= Baga de Secretis =

Medieval English store of secret documents

In English mediaeval government the Baga de Secretis or Bagga de Secretis was a store of secret documents. It originated as a leather sack, which the collection later outgrew. Its name is a Mediaeval Latin attempt at "bag of secrets" (which more correctly would have been "Saccus Secretorum").

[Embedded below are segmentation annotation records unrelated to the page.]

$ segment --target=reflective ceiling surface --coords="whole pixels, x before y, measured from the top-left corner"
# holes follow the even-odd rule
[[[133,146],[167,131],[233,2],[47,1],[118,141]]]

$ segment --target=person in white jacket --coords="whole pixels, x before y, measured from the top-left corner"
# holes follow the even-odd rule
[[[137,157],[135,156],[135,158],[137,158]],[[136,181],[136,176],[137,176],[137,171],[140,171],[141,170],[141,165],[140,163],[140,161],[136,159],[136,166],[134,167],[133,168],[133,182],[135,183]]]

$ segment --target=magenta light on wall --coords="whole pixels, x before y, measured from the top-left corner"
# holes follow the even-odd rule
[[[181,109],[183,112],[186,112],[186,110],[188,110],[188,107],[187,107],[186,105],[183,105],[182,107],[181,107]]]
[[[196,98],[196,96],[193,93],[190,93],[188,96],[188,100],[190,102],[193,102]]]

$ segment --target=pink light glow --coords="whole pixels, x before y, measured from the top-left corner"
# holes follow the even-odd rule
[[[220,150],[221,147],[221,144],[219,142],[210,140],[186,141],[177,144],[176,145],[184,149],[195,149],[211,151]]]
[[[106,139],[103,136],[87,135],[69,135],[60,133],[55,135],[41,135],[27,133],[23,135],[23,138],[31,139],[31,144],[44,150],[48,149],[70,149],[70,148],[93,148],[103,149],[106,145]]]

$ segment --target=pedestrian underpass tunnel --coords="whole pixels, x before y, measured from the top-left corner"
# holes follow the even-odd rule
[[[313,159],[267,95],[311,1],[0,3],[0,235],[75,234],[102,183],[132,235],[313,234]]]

It originated during the reign of Edward IV with the storage of documents regarding treason and writs of attainder. With the reign of Henry VIII, however, its character changed to concentrate more on the sovereign's most intimate and domestic matters which the Crown wished to keep from prying eyes. The subjects of its contents included Anne Boleyn, Catherine Howard, Lady Jane Grey, Walter Raleigh, the Earl of Essex, Guy Fawkes, and other such cases. The closet which succeeded the ox-hide pouch was locked with three separate locks, the keys to which were in the possession of the Lord Chief Justice, the Attorney General, and the Master of the Crown Office. In the late 19th century, all documents were removed from the locked closet and given to the care of the Public Record Office, distributed into their proper series and topics, and are now accessible with limitations, with due care for their preservation. The documents of the trial of Queen Anne, for example, had been thought long destroyed but after their removal and examination were found to be almost entirely complete.